Deeper positioning allows Lundqvist to use his feet to beat passes with quick, short movements. But he can get sprawled out, and often ends up falling forward on moves across the middle of the ice down low or lateral passes in tight, leaving plenty of space if a shooter can hold on wide enough and elevate the puck. The same applies to breakaways, with a better chance for success coming from adding a a lateral element to the attack, whiches [sic] forces him to stretch out to maintain coverage.
To capitalize on this tendency, the Kings need to take the offensive zone with possession instead of firing from the outside off the rush each time up the ice.

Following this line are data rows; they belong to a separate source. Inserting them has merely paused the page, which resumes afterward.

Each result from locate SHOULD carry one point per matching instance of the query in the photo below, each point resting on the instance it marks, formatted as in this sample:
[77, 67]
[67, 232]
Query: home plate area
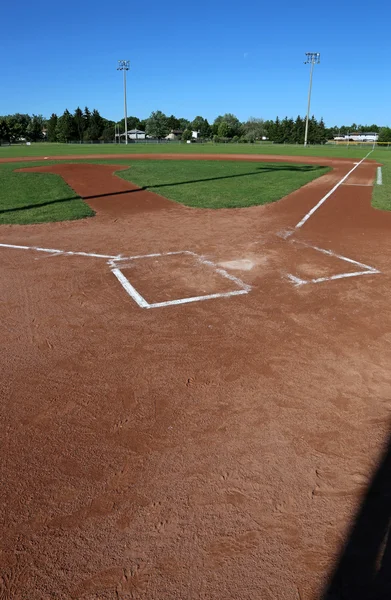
[173, 278]
[157, 280]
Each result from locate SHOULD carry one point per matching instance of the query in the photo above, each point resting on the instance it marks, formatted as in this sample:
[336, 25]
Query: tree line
[89, 126]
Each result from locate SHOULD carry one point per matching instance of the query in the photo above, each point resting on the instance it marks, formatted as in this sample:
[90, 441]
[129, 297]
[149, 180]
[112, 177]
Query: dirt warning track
[213, 449]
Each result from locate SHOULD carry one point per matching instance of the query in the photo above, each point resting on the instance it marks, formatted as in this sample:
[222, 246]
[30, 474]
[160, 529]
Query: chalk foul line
[364, 269]
[330, 193]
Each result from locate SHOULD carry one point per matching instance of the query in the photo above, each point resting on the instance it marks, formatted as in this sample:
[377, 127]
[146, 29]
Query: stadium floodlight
[123, 65]
[313, 58]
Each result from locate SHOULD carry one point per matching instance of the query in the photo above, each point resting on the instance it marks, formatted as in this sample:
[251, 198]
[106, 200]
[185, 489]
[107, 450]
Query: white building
[358, 137]
[133, 134]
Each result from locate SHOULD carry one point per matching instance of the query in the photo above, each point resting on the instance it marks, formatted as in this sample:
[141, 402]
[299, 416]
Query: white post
[308, 105]
[125, 109]
[313, 58]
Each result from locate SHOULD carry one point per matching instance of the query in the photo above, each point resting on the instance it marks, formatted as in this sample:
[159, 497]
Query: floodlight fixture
[124, 65]
[312, 58]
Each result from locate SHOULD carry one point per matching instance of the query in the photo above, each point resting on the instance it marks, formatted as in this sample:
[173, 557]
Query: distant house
[136, 134]
[175, 134]
[357, 137]
[133, 134]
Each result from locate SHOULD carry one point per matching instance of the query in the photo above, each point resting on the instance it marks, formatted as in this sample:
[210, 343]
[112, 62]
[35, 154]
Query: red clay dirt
[218, 449]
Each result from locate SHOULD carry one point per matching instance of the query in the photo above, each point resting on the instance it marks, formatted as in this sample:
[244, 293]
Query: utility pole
[123, 65]
[313, 58]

Lundqvist is a patient goalie, and Los Angeles' shooters need to match that by forcing him to move and commit to shots early.
Rangers Have Struggled on the Power Play
The Rangers made headlines for a handful of bad reasons during the second round against the Pittsburgh Penguins—namely for their awful play on the man advantage.

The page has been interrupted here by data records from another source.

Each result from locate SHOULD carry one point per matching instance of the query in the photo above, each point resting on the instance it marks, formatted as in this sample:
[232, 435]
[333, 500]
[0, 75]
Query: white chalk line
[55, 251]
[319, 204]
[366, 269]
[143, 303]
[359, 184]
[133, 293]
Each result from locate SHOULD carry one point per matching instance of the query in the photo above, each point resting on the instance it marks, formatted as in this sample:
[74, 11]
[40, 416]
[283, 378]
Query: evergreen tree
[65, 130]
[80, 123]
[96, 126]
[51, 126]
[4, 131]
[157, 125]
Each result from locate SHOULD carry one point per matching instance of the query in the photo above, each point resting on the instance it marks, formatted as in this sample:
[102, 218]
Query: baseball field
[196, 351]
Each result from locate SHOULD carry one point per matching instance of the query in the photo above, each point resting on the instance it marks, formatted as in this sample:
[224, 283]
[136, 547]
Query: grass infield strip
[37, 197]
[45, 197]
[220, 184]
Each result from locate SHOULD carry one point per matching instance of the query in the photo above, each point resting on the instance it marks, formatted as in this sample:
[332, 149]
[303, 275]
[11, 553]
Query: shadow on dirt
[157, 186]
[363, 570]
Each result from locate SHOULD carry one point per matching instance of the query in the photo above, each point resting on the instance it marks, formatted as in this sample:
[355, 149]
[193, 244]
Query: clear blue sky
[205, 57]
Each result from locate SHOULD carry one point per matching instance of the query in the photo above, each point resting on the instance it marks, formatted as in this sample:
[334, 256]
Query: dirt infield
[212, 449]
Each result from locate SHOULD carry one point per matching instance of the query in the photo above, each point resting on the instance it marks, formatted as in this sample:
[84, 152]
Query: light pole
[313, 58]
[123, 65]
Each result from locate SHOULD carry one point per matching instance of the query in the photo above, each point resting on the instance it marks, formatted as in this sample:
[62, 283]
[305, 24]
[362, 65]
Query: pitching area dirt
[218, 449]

At one juncture, they failed to score on 36 consecutive chances and the team was actually losing momentum every time it had a power play.
New York got it together before the end of the round and found the back of the net with the extra man three times in Game 1 of the Eastern Conference Final before slumping once again. The Blueshirts went 1-for-16 the rest of the way against the Montreal Canadiens.
This is all good news for the Kings, since they are the most penalized team in the postseason by a wide margin. According to ESPN.com, L.A. has racked up 272 penalty minutes during the playoffs and averages nearly 13 minutes of short-handed play per game.
If New York's power play were pumping home goals, that volume of penalty minutes would be a problem. However, the Rangers are only scoring on 13.6 percent of their power-play opportunities.
The Kings love to play a physical brand of hockey, and right now it doesn't look like the Rangers have the horses to make them pay for crossing the line from time to time.
Los Angeles can go right at the Rangers, playing them hard and rubbing them out whenever there is a chance to do so.
All statistics appear courtesy of NHL.com unless otherwise noted.